Joël Soudron, l’un des narcotrafiquants français les plus recherchés, a été interpellé le week-end dernier au Panama. Cette arrestation met un terme à une traque de plusieurs années. La procureure de Paris, Laure Beccuau, a annoncé que les démarches d’extradition étaient en cours, soulignant l’importance de cette capture dans la lutte contre le trafic de stupéfiants.
EN BREF
- Joël Soudron, interpellé au Panama, était recherché depuis 2018.
- Soupçonné de diriger un vaste trafic de cocaïne entre la Guadeloupe et la France.
- Son procès est prévu pour juin 2026 à Paris, impliquant plusieurs autres suspects.

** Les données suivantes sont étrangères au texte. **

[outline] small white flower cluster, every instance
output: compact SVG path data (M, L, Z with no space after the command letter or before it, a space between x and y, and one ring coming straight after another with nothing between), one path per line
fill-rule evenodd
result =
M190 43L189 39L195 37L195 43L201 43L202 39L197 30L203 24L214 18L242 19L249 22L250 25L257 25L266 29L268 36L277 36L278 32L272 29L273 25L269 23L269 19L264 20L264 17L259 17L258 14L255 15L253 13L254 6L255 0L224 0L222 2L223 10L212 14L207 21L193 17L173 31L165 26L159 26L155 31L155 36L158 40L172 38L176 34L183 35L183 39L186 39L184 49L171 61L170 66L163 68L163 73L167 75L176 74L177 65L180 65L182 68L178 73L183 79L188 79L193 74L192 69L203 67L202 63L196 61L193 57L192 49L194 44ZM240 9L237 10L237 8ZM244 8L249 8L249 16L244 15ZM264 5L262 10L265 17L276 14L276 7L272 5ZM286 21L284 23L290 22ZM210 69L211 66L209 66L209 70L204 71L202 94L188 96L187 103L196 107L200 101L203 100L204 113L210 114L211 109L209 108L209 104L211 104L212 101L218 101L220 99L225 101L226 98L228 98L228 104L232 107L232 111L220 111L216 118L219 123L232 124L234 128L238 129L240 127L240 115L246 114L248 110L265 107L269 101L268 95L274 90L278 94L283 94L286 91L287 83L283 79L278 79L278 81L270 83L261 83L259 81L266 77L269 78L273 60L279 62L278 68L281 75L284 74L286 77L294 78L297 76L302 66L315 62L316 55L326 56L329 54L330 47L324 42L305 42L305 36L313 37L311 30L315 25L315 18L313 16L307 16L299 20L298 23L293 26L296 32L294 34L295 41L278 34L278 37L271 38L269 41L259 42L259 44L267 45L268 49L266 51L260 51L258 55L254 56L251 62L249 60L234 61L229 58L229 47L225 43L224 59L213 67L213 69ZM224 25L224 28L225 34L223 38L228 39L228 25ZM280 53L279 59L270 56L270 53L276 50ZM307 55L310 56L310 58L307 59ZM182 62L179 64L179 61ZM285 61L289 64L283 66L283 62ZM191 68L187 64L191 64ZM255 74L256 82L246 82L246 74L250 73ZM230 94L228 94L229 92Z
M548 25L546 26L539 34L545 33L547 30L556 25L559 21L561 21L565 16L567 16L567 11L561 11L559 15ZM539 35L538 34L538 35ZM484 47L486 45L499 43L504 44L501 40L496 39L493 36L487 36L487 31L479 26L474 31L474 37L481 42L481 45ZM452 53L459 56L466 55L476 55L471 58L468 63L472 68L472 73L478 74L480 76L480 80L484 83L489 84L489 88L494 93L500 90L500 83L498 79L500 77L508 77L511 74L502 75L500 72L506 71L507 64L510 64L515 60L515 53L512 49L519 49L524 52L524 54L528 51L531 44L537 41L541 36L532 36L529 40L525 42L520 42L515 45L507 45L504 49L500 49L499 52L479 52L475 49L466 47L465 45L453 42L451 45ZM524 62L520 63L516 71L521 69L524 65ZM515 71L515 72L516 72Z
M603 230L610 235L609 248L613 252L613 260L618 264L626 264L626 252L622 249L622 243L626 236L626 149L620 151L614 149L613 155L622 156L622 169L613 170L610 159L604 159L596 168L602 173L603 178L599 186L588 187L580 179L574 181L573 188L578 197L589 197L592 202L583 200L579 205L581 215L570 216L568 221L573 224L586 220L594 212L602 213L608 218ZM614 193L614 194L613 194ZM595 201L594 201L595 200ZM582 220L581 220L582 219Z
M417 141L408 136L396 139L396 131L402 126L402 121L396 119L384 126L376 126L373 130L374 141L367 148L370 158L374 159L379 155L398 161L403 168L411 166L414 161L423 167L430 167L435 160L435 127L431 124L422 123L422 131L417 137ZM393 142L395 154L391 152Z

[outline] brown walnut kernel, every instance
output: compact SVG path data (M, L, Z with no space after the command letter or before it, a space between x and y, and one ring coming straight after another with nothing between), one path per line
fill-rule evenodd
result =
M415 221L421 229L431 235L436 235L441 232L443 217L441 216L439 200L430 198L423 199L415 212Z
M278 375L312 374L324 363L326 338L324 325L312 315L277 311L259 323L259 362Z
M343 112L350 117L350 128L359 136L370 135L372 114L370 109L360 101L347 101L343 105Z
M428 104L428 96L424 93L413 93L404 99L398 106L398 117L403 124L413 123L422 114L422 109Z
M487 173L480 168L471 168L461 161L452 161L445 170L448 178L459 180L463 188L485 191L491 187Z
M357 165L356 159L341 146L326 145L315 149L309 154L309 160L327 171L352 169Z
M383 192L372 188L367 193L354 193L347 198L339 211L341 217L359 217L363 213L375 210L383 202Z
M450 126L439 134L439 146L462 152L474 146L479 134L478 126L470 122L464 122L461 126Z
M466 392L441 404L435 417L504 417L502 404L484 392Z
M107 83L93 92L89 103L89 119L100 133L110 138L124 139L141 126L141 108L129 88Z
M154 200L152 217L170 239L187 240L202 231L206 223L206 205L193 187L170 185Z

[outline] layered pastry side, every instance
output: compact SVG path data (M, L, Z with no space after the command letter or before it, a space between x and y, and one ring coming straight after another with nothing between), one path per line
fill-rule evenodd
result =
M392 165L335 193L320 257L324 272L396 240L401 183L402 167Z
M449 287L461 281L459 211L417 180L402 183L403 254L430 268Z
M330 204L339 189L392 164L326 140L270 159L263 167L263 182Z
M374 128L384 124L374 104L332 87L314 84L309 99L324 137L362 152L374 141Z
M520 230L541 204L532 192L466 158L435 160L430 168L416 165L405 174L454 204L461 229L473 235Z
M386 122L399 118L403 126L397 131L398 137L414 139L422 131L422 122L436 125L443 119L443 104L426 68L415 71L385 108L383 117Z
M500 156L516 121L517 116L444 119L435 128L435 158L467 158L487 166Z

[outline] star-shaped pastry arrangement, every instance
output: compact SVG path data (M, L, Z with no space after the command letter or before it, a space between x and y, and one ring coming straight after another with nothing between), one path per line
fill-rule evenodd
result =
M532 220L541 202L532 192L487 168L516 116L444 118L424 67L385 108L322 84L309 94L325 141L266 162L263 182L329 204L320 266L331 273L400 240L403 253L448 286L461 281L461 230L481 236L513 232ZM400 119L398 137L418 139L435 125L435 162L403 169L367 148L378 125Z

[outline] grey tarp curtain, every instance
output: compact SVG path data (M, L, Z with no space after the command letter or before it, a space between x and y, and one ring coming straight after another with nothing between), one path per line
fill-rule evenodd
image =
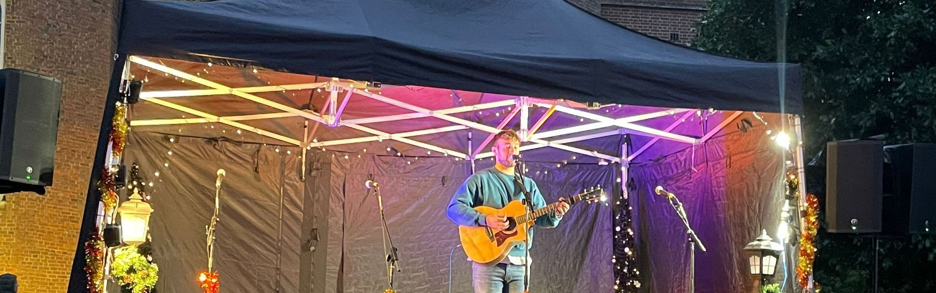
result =
M447 291L449 252L458 244L458 233L445 209L470 174L466 162L357 154L344 159L342 153L331 156L314 150L301 182L298 148L168 138L133 133L126 151L126 163L138 163L141 174L154 182L150 227L159 291L198 290L196 277L207 266L205 226L217 168L227 173L215 252L223 290L382 291L379 212L376 198L364 187L373 175L382 186L388 226L402 259L395 288ZM490 165L485 162L478 168ZM611 186L615 180L611 166L529 165L529 175L548 202L588 186ZM559 227L537 230L531 250L532 289L610 292L611 218L609 206L582 204ZM452 291L470 292L471 267L461 248L455 250L452 271Z
M649 292L689 292L686 231L666 199L654 194L657 185L665 186L682 201L693 228L709 250L695 251L696 292L753 289L755 279L748 273L741 248L761 229L776 241L785 192L783 166L793 160L790 153L784 156L782 149L764 135L764 128L730 132L706 144L631 166L637 256L643 269L641 282ZM782 269L777 269L777 283L782 281Z

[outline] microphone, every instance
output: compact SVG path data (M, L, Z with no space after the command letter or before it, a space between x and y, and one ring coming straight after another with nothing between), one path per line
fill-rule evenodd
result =
M225 169L219 168L217 174L218 174L218 179L214 181L214 186L221 187L221 180L225 178L227 172L225 172Z
M672 193L666 191L665 189L663 189L663 186L661 185L656 185L656 189L654 189L653 192L655 192L657 195L666 197L666 198L675 197L675 195L673 195Z
M367 187L367 189L377 187L377 183L373 182L373 180L368 180L366 183L364 183L364 187Z

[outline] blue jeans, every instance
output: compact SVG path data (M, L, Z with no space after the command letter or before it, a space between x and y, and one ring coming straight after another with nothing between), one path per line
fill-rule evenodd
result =
M475 293L523 293L524 270L526 266L473 262L472 286Z

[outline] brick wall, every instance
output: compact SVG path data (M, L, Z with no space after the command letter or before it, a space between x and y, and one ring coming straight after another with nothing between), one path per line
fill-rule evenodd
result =
M62 81L53 186L7 197L0 273L20 292L66 292L84 211L113 51L118 0L7 0L5 65Z
M705 0L567 0L608 21L679 44L698 36ZM673 35L676 34L676 35ZM677 39L671 40L671 37Z
M602 5L602 17L637 32L669 40L689 44L698 36L698 22L702 10ZM674 35L675 34L675 35Z

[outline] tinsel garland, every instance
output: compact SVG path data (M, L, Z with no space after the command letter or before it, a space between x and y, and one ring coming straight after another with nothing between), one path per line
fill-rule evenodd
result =
M218 293L221 286L218 281L218 272L205 271L198 273L198 285L201 286L202 289L205 289L205 293Z
M84 242L84 274L87 278L89 293L101 293L104 269L104 240L97 227L91 232L91 238Z
M101 201L104 201L105 212L113 211L117 205L117 174L109 168L104 168L101 172L101 180L97 182L97 190L101 193Z
M816 258L815 238L819 231L819 199L812 194L806 195L806 215L803 232L799 238L799 258L797 264L797 280L799 286L808 287L812 275L812 261Z
M124 154L124 145L126 142L126 132L129 129L126 124L126 105L117 103L114 110L114 118L111 121L110 142L112 142L113 156L119 157Z

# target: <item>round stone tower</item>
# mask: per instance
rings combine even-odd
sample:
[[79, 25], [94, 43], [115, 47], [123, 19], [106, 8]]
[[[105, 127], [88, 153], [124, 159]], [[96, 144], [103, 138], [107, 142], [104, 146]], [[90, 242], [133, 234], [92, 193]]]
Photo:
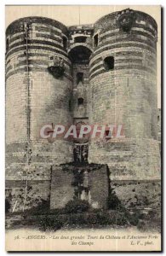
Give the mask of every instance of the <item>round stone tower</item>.
[[131, 9], [102, 17], [89, 65], [89, 123], [123, 125], [124, 137], [91, 139], [89, 161], [114, 180], [159, 178], [156, 21]]
[[43, 17], [17, 20], [6, 31], [6, 179], [25, 189], [23, 200], [31, 181], [35, 198], [47, 199], [51, 166], [72, 160], [71, 142], [40, 137], [44, 125], [72, 122], [67, 36], [63, 24]]

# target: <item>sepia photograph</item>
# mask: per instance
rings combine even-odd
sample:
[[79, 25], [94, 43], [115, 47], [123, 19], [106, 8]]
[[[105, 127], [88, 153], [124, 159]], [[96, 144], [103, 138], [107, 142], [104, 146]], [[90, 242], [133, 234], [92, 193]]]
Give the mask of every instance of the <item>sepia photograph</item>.
[[6, 251], [162, 251], [161, 13], [5, 6]]

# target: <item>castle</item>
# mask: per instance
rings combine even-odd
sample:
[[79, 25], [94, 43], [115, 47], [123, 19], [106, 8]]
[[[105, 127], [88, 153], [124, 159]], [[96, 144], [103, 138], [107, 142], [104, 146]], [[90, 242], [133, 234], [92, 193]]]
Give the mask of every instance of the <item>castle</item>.
[[[11, 211], [74, 197], [158, 206], [157, 23], [124, 9], [66, 27], [26, 17], [6, 30], [6, 196]], [[125, 137], [44, 140], [49, 124], [123, 125]], [[156, 200], [156, 201], [155, 201]]]

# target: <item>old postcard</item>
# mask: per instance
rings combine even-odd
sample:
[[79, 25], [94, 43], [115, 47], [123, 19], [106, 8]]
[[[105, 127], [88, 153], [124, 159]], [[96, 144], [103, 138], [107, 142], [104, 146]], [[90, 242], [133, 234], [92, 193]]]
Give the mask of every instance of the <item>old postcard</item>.
[[161, 7], [6, 6], [6, 250], [159, 252]]

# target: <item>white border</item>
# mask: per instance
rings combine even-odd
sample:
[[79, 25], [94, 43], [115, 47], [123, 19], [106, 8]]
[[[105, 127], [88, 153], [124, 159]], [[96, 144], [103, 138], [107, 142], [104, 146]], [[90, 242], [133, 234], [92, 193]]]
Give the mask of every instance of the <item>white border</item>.
[[[120, 1], [120, 0], [116, 0], [112, 2], [111, 0], [102, 0], [102, 1], [96, 1], [96, 0], [40, 0], [40, 1], [34, 1], [34, 0], [26, 0], [26, 1], [14, 1], [14, 0], [1, 0], [0, 2], [0, 79], [1, 79], [1, 89], [0, 89], [0, 136], [1, 136], [1, 140], [0, 140], [0, 171], [1, 171], [1, 179], [0, 179], [0, 196], [1, 196], [1, 207], [0, 207], [0, 218], [1, 218], [1, 230], [0, 230], [0, 254], [1, 255], [6, 255], [5, 252], [5, 236], [4, 236], [4, 119], [5, 119], [5, 115], [4, 115], [4, 106], [5, 106], [5, 101], [4, 101], [4, 53], [5, 53], [5, 5], [33, 5], [33, 4], [38, 4], [38, 5], [43, 5], [43, 4], [47, 4], [47, 5], [51, 5], [51, 4], [60, 4], [60, 5], [78, 5], [78, 4], [83, 4], [83, 5], [162, 5], [163, 8], [166, 5], [166, 1], [165, 0], [161, 0], [161, 1], [151, 1], [151, 0], [135, 0], [135, 1]], [[165, 22], [164, 22], [165, 23]], [[165, 24], [164, 24], [165, 25]], [[163, 31], [163, 39], [165, 38], [165, 26], [163, 26], [164, 31]], [[164, 42], [164, 40], [163, 40]], [[163, 56], [163, 58], [165, 57]], [[164, 69], [163, 73], [165, 73], [165, 67], [163, 67]], [[164, 93], [164, 99], [165, 99], [165, 93]], [[164, 117], [165, 117], [165, 111], [164, 111]], [[165, 119], [163, 117], [163, 119]], [[163, 155], [163, 159], [166, 157], [166, 153]], [[165, 177], [165, 175], [164, 175]], [[165, 178], [164, 178], [165, 182]], [[164, 186], [163, 186], [164, 189]], [[164, 199], [164, 197], [163, 197]], [[165, 228], [165, 225], [164, 225]], [[164, 248], [164, 244], [165, 243], [165, 237], [163, 241], [163, 248]], [[25, 253], [19, 253], [20, 255], [25, 254]], [[36, 253], [31, 253], [31, 254], [35, 255]], [[49, 253], [45, 253], [45, 254], [49, 254]], [[59, 254], [59, 253], [56, 253]], [[66, 254], [66, 253], [60, 253], [60, 255], [62, 254]], [[78, 253], [77, 253], [78, 254]], [[86, 255], [90, 255], [91, 253], [86, 253]], [[104, 254], [104, 253], [100, 253], [100, 254]], [[112, 254], [117, 254], [117, 253], [112, 253]], [[118, 254], [123, 254], [123, 253], [118, 253]], [[130, 255], [135, 254], [135, 253], [129, 253]], [[144, 253], [137, 253], [143, 255]], [[145, 253], [146, 254], [146, 253]], [[98, 253], [99, 255], [99, 253]]]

Âgé de 46 ans et originaire de Guadeloupe, Joël Soudron était dans le viseur des autorités depuis 2018. Son implication dans un important réseau de trafic de cocaïne a été révélée par une saisie significative de 231 kg de drogue au port du Havre en novembre 2011. Cette opération, qui a été le fruit d’une collaboration entre les douanes et les forces de l’ordre, a mis en lumière l’ampleur des activités criminelles de Soudron.
La procureure a précisé que des investigations approfondies, menées par la Juridiction interrégionale spécialisée (JIRS) de Paris et l’Office central antistupéfiants (Ofast), ont permis de découvrir que Soudron aurait orchestré entre 20 et 30 convois de cocaïne depuis 2005. En décembre 2021, Europol a largement diffusé son signalement dans sa section « Most Wanted », soulignant la dangerosité de cet individu.
En 2016, Soudron avait déjà été interpellé au Mali pour des faits similaires et condamné à six ans d’emprisonnement. Toutefois, il s’était évadé en décembre 2018, profitant d’une permission de sortie pour quitter le territoire français. Pendant son exil, il a su se montrer discret tout en continuant à diriger son réseau criminel depuis le Panama, où il utilisait un passeport français sous une fausse identité.
La discrétion de Soudron a longtemps été son principal atout. Un enquêteur a déclaré : « Il est apparu directement à la tête d’un trafic immense, à la grande surprise de tout le monde. » Le narcotrafiquant aurait investi les gains de son activité illicite, estimés à plusieurs dizaines de millions d’euros, dans l’économie légale, principalement en Afrique francophone. Ses investissements couvraient des domaines variés tels que l’immobilier, la restauration et l’événementiel, ce qui compliquait davantage sa traque.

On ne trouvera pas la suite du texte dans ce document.